Hi Michal, 

Thanks for the reply!

On Wed, Jul 02, 2025 at 02:34:29PM +0200, Michal Koutný wrote:
> Hello Shashank.
> 
> On Tue, Jul 01, 2025 at 11:13:54PM +0900, Shashank Balaji 
> <shashank.mahadas...@sony.com> wrote:
> > cpu.max selftests (both the normal one and the nested one) test the
> > working of throttling by setting up cpu.max, running a cpu hog process
> > for a specified duration, and comparing usage_usec as reported by
> > cpu.stat with the duration of the cpu hog: they should be far enough.
> > 
> > Currently, this is done by using values_close, which has two problems:
> > 
> > 1. Semantic: values_close is used with an error percentage of 95%, which
> >    one will not expect on seeing "values close". The intent it's
> > actually going for is "values far".
> > 
> > 2. Accuracy: the tests can pass even if usage_usec is upto around double
> >    the expected amount. That's too high of a margin for usage_usec.
> > 
> > Overall, this patchset improves the readability and accuracy of the
> > cpu.max tests.
> > 
> > Signed-off-by: Shashank Balaji <shashank.mahadas...@sony.com>
> 
> I think you're getting at an actual bug in the test definition. 
> 
> I think that the test_cpucg_max should either run hog_cpus_timed with
> CPU_HOG_CLOCK_PROCESS instead of CPU_HOG_CLOCK_WALL to make sense or the
> expected_usage_usec should be defined with the configured quota in mind
> (i.e. 1/100).  (The latter seems to make the test more natural.)

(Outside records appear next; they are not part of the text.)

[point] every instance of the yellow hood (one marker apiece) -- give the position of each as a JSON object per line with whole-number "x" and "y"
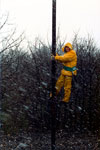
{"x": 68, "y": 45}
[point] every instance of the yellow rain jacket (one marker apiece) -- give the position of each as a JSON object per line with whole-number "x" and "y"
{"x": 69, "y": 61}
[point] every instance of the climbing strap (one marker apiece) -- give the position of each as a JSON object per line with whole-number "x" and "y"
{"x": 69, "y": 68}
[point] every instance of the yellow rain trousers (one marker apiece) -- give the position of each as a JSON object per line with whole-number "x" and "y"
{"x": 69, "y": 59}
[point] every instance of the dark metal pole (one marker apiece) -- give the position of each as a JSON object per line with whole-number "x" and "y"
{"x": 53, "y": 105}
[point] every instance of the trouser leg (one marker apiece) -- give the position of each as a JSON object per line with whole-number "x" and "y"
{"x": 67, "y": 88}
{"x": 59, "y": 84}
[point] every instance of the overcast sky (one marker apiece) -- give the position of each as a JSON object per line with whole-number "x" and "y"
{"x": 35, "y": 17}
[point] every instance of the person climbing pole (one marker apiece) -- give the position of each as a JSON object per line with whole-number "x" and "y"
{"x": 69, "y": 61}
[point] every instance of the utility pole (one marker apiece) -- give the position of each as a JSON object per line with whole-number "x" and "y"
{"x": 53, "y": 103}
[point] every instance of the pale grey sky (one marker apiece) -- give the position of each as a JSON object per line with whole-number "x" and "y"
{"x": 35, "y": 17}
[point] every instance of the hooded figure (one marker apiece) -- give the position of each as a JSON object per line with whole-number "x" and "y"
{"x": 69, "y": 61}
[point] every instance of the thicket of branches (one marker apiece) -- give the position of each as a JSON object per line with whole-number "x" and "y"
{"x": 26, "y": 80}
{"x": 26, "y": 85}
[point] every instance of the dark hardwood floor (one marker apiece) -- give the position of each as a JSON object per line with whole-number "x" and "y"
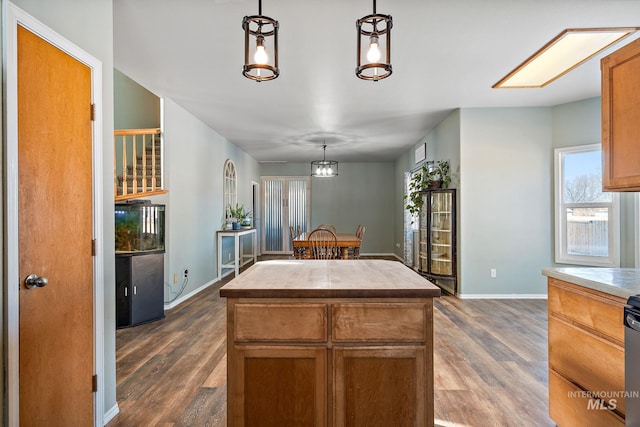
{"x": 490, "y": 364}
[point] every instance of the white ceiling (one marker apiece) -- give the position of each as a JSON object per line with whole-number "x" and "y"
{"x": 446, "y": 54}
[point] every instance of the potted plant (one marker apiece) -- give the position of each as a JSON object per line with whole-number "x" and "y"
{"x": 431, "y": 176}
{"x": 239, "y": 216}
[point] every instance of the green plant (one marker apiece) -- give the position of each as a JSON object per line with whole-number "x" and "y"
{"x": 238, "y": 213}
{"x": 429, "y": 176}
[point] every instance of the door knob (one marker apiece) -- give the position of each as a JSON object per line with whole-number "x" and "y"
{"x": 34, "y": 281}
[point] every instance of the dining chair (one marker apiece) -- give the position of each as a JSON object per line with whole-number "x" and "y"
{"x": 327, "y": 227}
{"x": 359, "y": 234}
{"x": 323, "y": 244}
{"x": 295, "y": 252}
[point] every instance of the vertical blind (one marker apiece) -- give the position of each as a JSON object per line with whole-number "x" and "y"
{"x": 286, "y": 203}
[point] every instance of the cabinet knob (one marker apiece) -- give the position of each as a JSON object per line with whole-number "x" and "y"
{"x": 35, "y": 281}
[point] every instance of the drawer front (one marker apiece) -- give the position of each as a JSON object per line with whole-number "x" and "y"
{"x": 394, "y": 322}
{"x": 280, "y": 322}
{"x": 601, "y": 313}
{"x": 570, "y": 407}
{"x": 587, "y": 360}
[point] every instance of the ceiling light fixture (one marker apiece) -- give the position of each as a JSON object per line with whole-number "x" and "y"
{"x": 324, "y": 168}
{"x": 374, "y": 38}
{"x": 257, "y": 30}
{"x": 565, "y": 52}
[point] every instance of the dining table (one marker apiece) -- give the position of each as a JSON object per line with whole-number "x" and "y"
{"x": 344, "y": 242}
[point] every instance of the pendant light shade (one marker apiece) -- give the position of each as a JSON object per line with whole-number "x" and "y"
{"x": 374, "y": 46}
{"x": 324, "y": 168}
{"x": 260, "y": 47}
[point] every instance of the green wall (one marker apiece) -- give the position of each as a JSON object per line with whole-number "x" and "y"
{"x": 134, "y": 106}
{"x": 502, "y": 163}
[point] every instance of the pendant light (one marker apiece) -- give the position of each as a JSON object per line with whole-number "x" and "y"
{"x": 324, "y": 168}
{"x": 374, "y": 46}
{"x": 260, "y": 60}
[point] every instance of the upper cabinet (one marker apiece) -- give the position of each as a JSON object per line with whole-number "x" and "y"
{"x": 621, "y": 119}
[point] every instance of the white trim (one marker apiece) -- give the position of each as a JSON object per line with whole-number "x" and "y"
{"x": 111, "y": 414}
{"x": 185, "y": 297}
{"x": 502, "y": 296}
{"x": 636, "y": 228}
{"x": 14, "y": 16}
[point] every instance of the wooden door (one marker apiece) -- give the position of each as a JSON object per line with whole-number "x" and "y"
{"x": 56, "y": 363}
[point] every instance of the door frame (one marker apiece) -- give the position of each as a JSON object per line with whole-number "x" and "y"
{"x": 15, "y": 16}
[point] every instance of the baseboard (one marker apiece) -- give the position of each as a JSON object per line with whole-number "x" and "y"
{"x": 381, "y": 255}
{"x": 502, "y": 296}
{"x": 180, "y": 300}
{"x": 110, "y": 414}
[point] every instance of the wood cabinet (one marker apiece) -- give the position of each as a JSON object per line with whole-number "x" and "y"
{"x": 586, "y": 356}
{"x": 621, "y": 118}
{"x": 346, "y": 357}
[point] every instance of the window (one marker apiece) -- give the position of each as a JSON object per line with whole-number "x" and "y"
{"x": 230, "y": 191}
{"x": 587, "y": 219}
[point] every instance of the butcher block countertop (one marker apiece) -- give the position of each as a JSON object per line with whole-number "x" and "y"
{"x": 329, "y": 279}
{"x": 620, "y": 282}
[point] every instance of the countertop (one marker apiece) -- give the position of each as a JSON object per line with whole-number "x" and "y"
{"x": 620, "y": 282}
{"x": 329, "y": 279}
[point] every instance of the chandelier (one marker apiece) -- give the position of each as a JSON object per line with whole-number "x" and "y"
{"x": 257, "y": 30}
{"x": 324, "y": 168}
{"x": 374, "y": 34}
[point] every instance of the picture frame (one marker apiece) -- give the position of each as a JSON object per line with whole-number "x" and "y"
{"x": 421, "y": 152}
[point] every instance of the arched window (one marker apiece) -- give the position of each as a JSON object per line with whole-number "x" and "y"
{"x": 230, "y": 194}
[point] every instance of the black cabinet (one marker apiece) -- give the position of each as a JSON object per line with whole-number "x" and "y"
{"x": 139, "y": 288}
{"x": 437, "y": 234}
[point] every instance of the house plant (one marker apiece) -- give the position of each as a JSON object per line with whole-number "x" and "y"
{"x": 430, "y": 176}
{"x": 239, "y": 216}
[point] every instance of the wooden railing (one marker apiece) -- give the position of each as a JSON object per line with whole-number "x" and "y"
{"x": 137, "y": 163}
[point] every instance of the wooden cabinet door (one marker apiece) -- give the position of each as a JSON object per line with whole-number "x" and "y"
{"x": 382, "y": 386}
{"x": 275, "y": 386}
{"x": 621, "y": 119}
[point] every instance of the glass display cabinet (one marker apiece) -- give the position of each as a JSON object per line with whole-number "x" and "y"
{"x": 437, "y": 234}
{"x": 140, "y": 247}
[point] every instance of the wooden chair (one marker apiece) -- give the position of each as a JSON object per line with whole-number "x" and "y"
{"x": 359, "y": 234}
{"x": 323, "y": 244}
{"x": 327, "y": 227}
{"x": 296, "y": 253}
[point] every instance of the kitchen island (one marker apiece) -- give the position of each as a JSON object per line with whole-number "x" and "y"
{"x": 329, "y": 343}
{"x": 586, "y": 344}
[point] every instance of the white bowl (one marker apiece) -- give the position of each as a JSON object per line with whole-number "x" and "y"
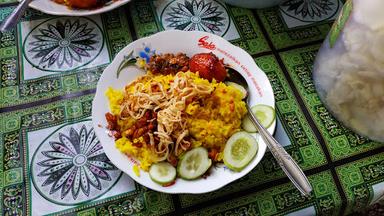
{"x": 51, "y": 7}
{"x": 190, "y": 43}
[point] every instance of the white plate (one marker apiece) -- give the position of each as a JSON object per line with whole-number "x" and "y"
{"x": 51, "y": 7}
{"x": 190, "y": 43}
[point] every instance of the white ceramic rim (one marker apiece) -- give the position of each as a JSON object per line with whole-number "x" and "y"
{"x": 203, "y": 185}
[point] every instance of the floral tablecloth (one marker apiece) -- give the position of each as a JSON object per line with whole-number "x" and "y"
{"x": 49, "y": 68}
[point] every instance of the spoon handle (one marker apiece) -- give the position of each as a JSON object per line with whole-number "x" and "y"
{"x": 12, "y": 20}
{"x": 289, "y": 166}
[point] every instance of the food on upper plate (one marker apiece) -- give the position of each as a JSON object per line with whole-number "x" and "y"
{"x": 82, "y": 4}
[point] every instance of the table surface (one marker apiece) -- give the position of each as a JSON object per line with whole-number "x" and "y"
{"x": 46, "y": 95}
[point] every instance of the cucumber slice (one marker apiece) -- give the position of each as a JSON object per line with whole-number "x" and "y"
{"x": 239, "y": 150}
{"x": 239, "y": 87}
{"x": 194, "y": 163}
{"x": 162, "y": 173}
{"x": 264, "y": 113}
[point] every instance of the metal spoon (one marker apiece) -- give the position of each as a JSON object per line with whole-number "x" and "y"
{"x": 289, "y": 166}
{"x": 12, "y": 20}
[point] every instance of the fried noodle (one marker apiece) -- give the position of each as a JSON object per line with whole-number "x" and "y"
{"x": 170, "y": 104}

Going with the more natural way of sticking to CPU_HOG_CLOCK_WALL, the
second patch does calculate expected_usage_usec based on the configured
quota, as the code comment explains. So I'm guessesing we're on the same page
about this?

> With such defined metrics, the asserted expression could be
>       values_close(usage_usec, expected_usage_usec, 10)
> based on your numbers, error is around 20% so our helper's argument is
> roughly half of that. (I'd be fine even with err=20 to prevent some
> false positives.)
> 
> I think those changes could even be in one patch but I leave that up to
> you. My comment to your 2nd patch is that I'd like to stick to relative
> errors and keep positive values_close() predicate that's used in other
> selftests too. (But those 95% in the current code are clumsy given two
> different qualities are compared.)

Do you mean something like,

        if (values_close(usage_usec, expected_usage_usec, 10))
                        goto cleanup;

using the positive values_close() predicate. If so, I'm not sure I
understand because if usage_usec and expected_usage_usec _are_ close,
then we want the test to pass! We should be using the negative
predicate.

And sure, I'll send v2 as a single patch.